BEE reporting requirements: The MRV forms (especially Form A and Form C) require you to report Scope 1 and Scope 2 separately with distinct calculation sheets. Each scope has different emission factor citations and verification procedures. An ACVA will reject a report that lumps them together.

Emission factor updates: CEA updates its grid emission factor annually. As India adds more renewable capacity, the grid factor drops. This means your Scope 2 emissions decrease automatically over time, even without operational changes. Understanding this trend helps you model your compliance trajectory. Between FY 2013-14 and FY 2024-25, the grid emission factor dropped from 0.82 to 0.71 tCO2/MWh — a 13% reduction that benefits every CCTS-obligated entity.

How to Calculate: A Step-by-Step Example

Consider a chlor-alkali plant producing 100,000 tonnes of caustic soda per year.

Scope 1 Calculation

The plant uses natural gas for its boilers (15 million cubic metres/year) and diesel for backup generators (200 kilolitres/year).

  • Natural gas: 15,000,000 m3 x 2.02 kgCO2/m3 = 30,300 tCO2
  • Diesel: 200 kL x 2,676 kgCO2/kL = 535 tCO2
  • Process emissions (membrane cell): Negligible for chlor-alkali
  • Total Scope 1: 30,835 tCO2

Scope 2 Calculation

The plant purchases 450,000 MWh from the grid annually. Chlor-alkali is extremely electricity-intensive due to the electrolysis process.

  • Grid electricity: 450,000 MWh x 0.710 tCO2/MWh = 319,500 tCO2
  • Total Scope 2: 319,500 tCO2

Emission Intensity

  • Total emissions: 30,835 + 319,500 = 350,335 tCO2
  • Production: 100,000 tonnes caustic soda
  • Emission intensity: 3.50 tCO2e per tonne of caustic soda

In this example, Scope 2 accounts for 91% of total emissions. The reduction strategy here is clear: securing renewable energy procurement would have a far greater impact than optimizing boiler efficiency.

Common Mistakes to Avoid

Counting captive power as Scope 2: If you generate electricity on-site using a coal-fired captive plant, those emissions are Scope 1. Use the fuel's IPCC emission factor, not the CEA grid factor.

Using outdated emission factors: CEA publishes a new version of its CO2 Baseline Database annually. Using last year's grid factor instead of the current one will produce incorrect Scope 2 numbers. Always use the factor corresponding to your compliance year.

Ignoring process emissions: For cement and aluminium, process emissions can exceed combustion emissions. Omitting calcination CO2 in a cement plant's Scope 1 calculation will understate total emissions by 50% or more.

Double-counting renewable energy: If your facility has a rooftop solar installation, the electricity it generates does not go through the grid. It reduces your grid electricity purchase, which automatically reduces Scope 2. Do not subtract it again separately.

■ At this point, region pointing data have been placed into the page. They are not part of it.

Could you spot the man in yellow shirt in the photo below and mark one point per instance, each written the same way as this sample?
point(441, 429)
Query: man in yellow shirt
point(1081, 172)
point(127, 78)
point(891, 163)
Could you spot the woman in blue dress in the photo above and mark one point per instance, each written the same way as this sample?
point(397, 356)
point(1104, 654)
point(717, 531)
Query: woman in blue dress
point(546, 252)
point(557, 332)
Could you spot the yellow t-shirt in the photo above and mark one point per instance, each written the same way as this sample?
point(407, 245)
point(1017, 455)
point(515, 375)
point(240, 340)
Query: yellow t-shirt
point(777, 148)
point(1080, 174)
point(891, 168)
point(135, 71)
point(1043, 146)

Mixing units: Emission factors come in different units — kgCO2/kWh, tCO2/MWh, kgCO2/GJ, tCO2/tonne of fuel. Ensure consistent unit conversion before multiplication. One MWh equals 1,000 kWh, and getting this conversion wrong scales the error across your entire calculation.

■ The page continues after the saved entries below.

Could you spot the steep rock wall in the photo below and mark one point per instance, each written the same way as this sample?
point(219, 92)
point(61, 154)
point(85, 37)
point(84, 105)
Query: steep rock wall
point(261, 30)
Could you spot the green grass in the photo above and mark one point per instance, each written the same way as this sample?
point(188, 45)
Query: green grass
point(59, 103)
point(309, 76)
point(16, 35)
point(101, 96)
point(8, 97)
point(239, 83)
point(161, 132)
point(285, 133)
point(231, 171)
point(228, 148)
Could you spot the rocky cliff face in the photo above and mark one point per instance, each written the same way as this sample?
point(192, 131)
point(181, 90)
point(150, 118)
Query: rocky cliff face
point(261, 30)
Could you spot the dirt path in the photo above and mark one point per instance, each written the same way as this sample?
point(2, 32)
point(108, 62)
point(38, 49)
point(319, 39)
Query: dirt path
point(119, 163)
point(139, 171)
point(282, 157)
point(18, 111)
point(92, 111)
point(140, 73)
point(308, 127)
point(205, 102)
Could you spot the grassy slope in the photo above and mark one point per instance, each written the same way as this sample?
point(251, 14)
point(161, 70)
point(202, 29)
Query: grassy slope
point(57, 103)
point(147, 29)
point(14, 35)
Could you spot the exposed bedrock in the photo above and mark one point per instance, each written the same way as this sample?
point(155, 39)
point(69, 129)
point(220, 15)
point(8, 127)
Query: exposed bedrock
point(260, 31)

What This Means for Your Compliance Strategy

Once you know your Scope 1 and Scope 2 split, your reduction strategy becomes much clearer:

Scope 2-heavy facilities (chlor-alkali, aluminium, textiles): Prioritize renewable energy procurement. A 50 MW solar PPA at current rates can reduce Scope 2 by 15-20% and is often the most cost-effective pathway to meeting your emission intensity target.

Scope 1-heavy facilities (cement, iron and steel, petroleum refining): Focus on fuel switching, process efficiency, and waste heat recovery. These are capital-intensive but necessary. Cement plants switching from OPC to blended cements (PPC, PSC) can reduce process emissions by 10-15% through clinker factor reduction.

Balanced facilities (fertilizer, petrochemicals): You need a dual approach. Optimize both fuel consumption and electricity procurement. These facilities often benefit most from comprehensive emission intensity calculators that model the impact of changes across both scopes simultaneously.

The CCTS compliance journey starts with accurate measurement. Until you know your Scope 1 vs Scope 2 breakdown, you are making reduction decisions in the dark. Get the measurement right first, and the compliance strategy follows naturally.